Our transgenic (Tg) strain carrying copies of the human c-Ha-ras proto-oncogene is highly susceptible to 7,12-dimethylbenz[a]anthracene (DMBA)-induced mammary carcinogenesis, possibly due to activation of the transgene, and can be used in medium-term bioassay models to test for modifying effects of estrogenic environmental compounds on tumor development. The present study was conducted to assess the influence of dietary feeding of the endocrine disruptors atrazine and nonylphenol on DMBA-induced carcinogenesis in c-Ha-ras Tg rats. Animals of both sexes were given a single oral dose of DMBA (25 mg/kg body weight) at 50 days of age and thereafter received soybean-free diet containing 5, 50 or 500 ppm atrazine, or 10, 25, 100 or 250 ppm nonylphenol. In female Tg rats, atrazine at a dose of 5 ppm increased the incidences of mammary adenomas and adenocarcinomas (P < 0.01 and P < 0.05), while 50 ppm increased the adenocarcinoma incidence (P < 0.05). In males, skin tumor development, in contrast, was significantly decreased at the highest dose. Nonylphenol at 10 ppm increased adenocarcinoma and total mammary tumor multiplicity in female Tg rats (P < 0.05), but there was no dose dependence, a significant quadratic dose-response trend rather being observed (P < 0.05). In vitro, atrazine did not cause proliferation of MCF-7 cells at any of a range of doses tested. These results suggest that endocrine disruptors may enhance mammary carcinogenesis, but only in a certain limited dose range under the present experimental conditions. The doses applied, moreover, were all extremely high compared to the possible environmental human exposure levels.

Inhibitory effects of 17beta-estradiol and 4-n-octylphenol on 7,12-dimethylbenz[a]anthracene-induced mammary tumor development in human c-Ha-ras proto-oncogene transgenic rats.

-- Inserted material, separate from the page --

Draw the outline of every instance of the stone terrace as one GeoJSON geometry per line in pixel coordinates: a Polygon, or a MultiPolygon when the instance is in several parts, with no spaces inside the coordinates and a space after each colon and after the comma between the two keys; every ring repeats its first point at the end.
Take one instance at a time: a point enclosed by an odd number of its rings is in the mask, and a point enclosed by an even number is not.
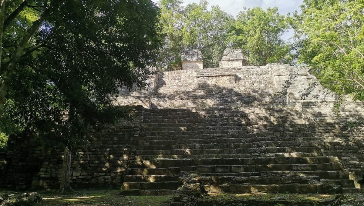
{"type": "Polygon", "coordinates": [[[306,71],[272,64],[151,78],[147,92],[118,100],[147,108],[123,194],[173,194],[186,173],[199,174],[210,193],[359,191],[363,125],[345,122],[363,119],[363,102],[348,100],[338,118],[334,96],[320,86],[302,100],[314,81],[306,71]],[[287,95],[277,95],[297,72],[287,95]]]}
{"type": "MultiPolygon", "coordinates": [[[[336,115],[334,95],[320,85],[302,100],[315,78],[286,65],[187,69],[150,77],[147,90],[120,89],[116,103],[142,106],[131,121],[90,131],[73,159],[73,187],[170,194],[193,173],[210,193],[359,191],[362,102],[348,98],[336,115]]],[[[0,186],[59,186],[62,148],[36,143],[11,138],[0,186]]]]}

Experiments were conducted to determine whether the natural estrogen and an environmental compound with estrogenic action, 4-n-octylphenol (4nOP), could modify tumor development in human c-Ha-ras proto-oncogene transgenic (Tg) rats which are highly susceptible to mammary and skin carcinogens. Female and male Tg and non-transgenic (non-Tg) rats were given a single oral dose of 7,12-dimethylbenz[a]anthracene (DMBA) (25 mg/kg body weight) at 50 days of age and thereafter subcutaneously implanted with cholesterol pellets containing 0.01, 0.1 or 1.0 mg beta-estradiol 3-benzoate (E2) per rat or received diets containing 1000 or 100 p.p.m. 4nOP for 12 weeks in females or for 20 weeks in males. E2 reduced the mammary tumor incidence and multiplicity in a dose dependent manner, especially in female Tg rats. In contrast, E2 increased mammary tumor incidence and multiplicity at the lowest dose (0.01 mg), however it reduced skin tumor induction in male Tg rats. 4nOP at a dose of 100 p.p.m. decreased mammary tumor multiplicity in female Tg rats (P < 0.001). No effects were observed in males. In separate in vitro studies, E2 at low doses (10(-11)-10(-8) M) enhanced the growth of both MCF-7 and T47D cells and this was similarly the case for 4nOP at high doses (10(-7)-10(-5) M) in T47D cells. The finding that E2 and 4nOP at high doses caused reduction in mammary tumor development in female Tg and possibly non-Tg rats, may indicate that excess estrogen can exert a paradoxical inhibitory influence. E2 also appears to have bipotential effects in males, promoting mammary, but inhibiting skin carcinogenesis. These contrasting observations may be caused by differences in background physiological estrogen levels. In addition, the results suggest that Tg rats can be used in medium-term bioassay models to test for the modifying effects of estrogenic environmental compounds on mammary tumor development.